In seiner politischen Funktion sei der
"ADI BUDDHA" ein Weltenherrscher, ein "Kaiser des
Universums". Im frühen Buddhismus gab es noch einen Unterschied
zwischen einem Buddha und einem Weltenkaiser, Gautama wählte den Weg eines
spirituellen Buddhas und nicht den eines "weltlichen Chakravartin". Doch im Mahayana-Buddhismus
schwinde diese Unterscheidung mehr und mehr. Im Vajrayana-Buddhismus,
insbesondere im Kalachakra-Tantra sei der Chakravartin das Resultat von sexualmagischen Riten.
Aus dem "asozialen" Yogi, "der sich während seiner
Initiationszeit wie ein Outlaw" benahm, sei ein glänzender König
geworden.
Das Zeittantra erweise sich deswegen
als ein Mittel, die Welt nicht nur spirituell, sondern auch machtpolitisch
zu erobern, schließlich umfasse die Idee vom Chakravartin
das gesamte Universum. Der eminent politische Charakter des indischen Chakravartin habe ihn zum Ideal des tibetischen
Lamaismus werden lassen, das sich jedoch erst in der Person des V Dalai
Lamas (1617-1682) entwickeln sollte. Selbst der V Dalai Lama, der zum
ersten Mal in der Geschichte Tibets in seiner Person die weltliche und
spirituelle Macht vereinen wollte, sei noch vorsichtig gewesen, sich
öffentlich als Chakravartin zu bezeichnen. (259)

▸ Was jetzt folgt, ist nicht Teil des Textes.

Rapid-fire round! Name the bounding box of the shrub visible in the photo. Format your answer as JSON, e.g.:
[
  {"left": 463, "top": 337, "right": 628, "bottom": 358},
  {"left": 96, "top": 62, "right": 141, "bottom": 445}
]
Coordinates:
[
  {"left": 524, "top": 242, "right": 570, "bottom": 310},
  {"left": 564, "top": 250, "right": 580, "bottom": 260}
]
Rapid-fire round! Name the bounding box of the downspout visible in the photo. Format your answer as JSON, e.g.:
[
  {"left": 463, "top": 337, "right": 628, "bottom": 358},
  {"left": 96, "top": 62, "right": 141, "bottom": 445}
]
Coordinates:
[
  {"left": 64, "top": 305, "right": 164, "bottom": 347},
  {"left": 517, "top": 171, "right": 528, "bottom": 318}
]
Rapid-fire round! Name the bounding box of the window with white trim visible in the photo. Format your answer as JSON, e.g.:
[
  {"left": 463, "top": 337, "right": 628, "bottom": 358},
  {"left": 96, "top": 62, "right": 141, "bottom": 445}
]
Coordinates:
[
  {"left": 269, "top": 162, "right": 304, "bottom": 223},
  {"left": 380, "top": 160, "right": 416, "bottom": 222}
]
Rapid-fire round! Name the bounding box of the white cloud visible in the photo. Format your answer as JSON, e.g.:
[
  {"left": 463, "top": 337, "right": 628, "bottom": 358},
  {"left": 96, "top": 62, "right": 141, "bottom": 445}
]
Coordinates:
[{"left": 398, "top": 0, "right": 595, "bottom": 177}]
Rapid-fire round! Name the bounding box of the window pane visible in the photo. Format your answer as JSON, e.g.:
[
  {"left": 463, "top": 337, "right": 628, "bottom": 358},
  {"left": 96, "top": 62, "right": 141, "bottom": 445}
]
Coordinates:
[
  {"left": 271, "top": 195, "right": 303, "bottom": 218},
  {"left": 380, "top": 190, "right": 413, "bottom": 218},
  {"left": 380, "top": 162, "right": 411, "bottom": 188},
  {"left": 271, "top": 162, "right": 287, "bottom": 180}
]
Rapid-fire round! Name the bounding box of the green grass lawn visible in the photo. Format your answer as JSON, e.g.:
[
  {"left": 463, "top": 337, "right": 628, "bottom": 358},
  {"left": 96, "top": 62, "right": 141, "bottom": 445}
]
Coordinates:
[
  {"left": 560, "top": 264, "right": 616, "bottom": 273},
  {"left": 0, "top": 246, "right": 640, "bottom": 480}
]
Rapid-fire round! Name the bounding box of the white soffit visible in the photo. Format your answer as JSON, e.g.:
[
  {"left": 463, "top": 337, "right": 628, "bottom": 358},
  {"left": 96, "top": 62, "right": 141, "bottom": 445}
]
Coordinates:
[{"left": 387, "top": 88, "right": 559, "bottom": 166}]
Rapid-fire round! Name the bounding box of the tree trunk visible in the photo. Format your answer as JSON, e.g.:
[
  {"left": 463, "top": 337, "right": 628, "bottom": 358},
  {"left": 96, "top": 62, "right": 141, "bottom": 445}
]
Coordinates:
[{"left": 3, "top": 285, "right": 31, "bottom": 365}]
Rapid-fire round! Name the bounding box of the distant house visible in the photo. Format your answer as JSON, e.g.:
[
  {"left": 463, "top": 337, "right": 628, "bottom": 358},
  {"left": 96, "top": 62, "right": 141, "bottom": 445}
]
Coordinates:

Als Gesetzgeber wache der Chakravartin darüber,
dass die menschlichen Normen mit den göttlichen, sprich buddhokratischen,
übereinstimmten. Er selbst gelte als die inkarnierte Darstellung des
höchsten universellen Gesetzes. Der "Weltenherrscher" reagiere
ebenso als Hüter der kosmischen wie der sozial-politischen Ordnung. (262)
Die Autoren weisen darauf hin, dass
Indiens Geschichte ebenso wie die des mittelalterlichen Europas von dem
Streit zwischen spiritueller und weltlicher Macht geprägt wurde. Der Kampf
zwischen Brahmanen und Königen sei auch im alten Orient ein Dauerthema
gewesen. Diese Auseinandersetzung habe man sowohl im Abendland als auch in
Asien als einen Geschlechterkampf interpretiert und die zwei
Geschlechterrollen auf die jeweiligen Machtträger übertragen. Mal habe der
König das männliche Prinzip repräsentiert und der Priester das weibliche,
mal war es umgekehrt. In Indien würden wir die weitverbreitete Vorstellung
finden, dass das Weibliche aktiv, das Männliche passiv sei, und dass durch
Meditation, etwa durch Stillstand des Atems, Herrschaft ausgeübt werden
könne. Damit seien wir mit der Ansicht konfrontiert, dass die Yogapraxis
auf die Politik übertragbar sei. Im tantrischen Buddhismus kehre sich die
Zuordnung jedoch um, die Göttin ist passiv, der Gott aktiv.
Wenn sich aber Geistliches und
Weltliches in einer Person wie im Falle des Dalai Lamas vereinige, dann
feiern beide eine mystische Hochzeit. (263) Die Mächte der zwei Kräfte
sollten in "einem großen Strom" zusammen fließen, aus dem
"ein universeller Radlehrer", ein Chakravartin
entstehe, der das männlich und das weibliche Prinzip, die weltliche und
priesterliche Macht verdichtet habe und deswegen mit der höchsten
Herrschaft befähigt sei, den als Rad vorgestellten Kosmos regiere. Die
Hochzeit zwischen dem männlichen und dem weiblichen Prinzip, die hier das
Fundament für die absolute politische Macht darstelle, erweise den Chakravartin als Androgyn, einen "doppelgeschlechtlichen
Übermenschen". (264)
Diese Machtvision wird im Kalachakra-Tantra durch den "Shambhala-Mythos"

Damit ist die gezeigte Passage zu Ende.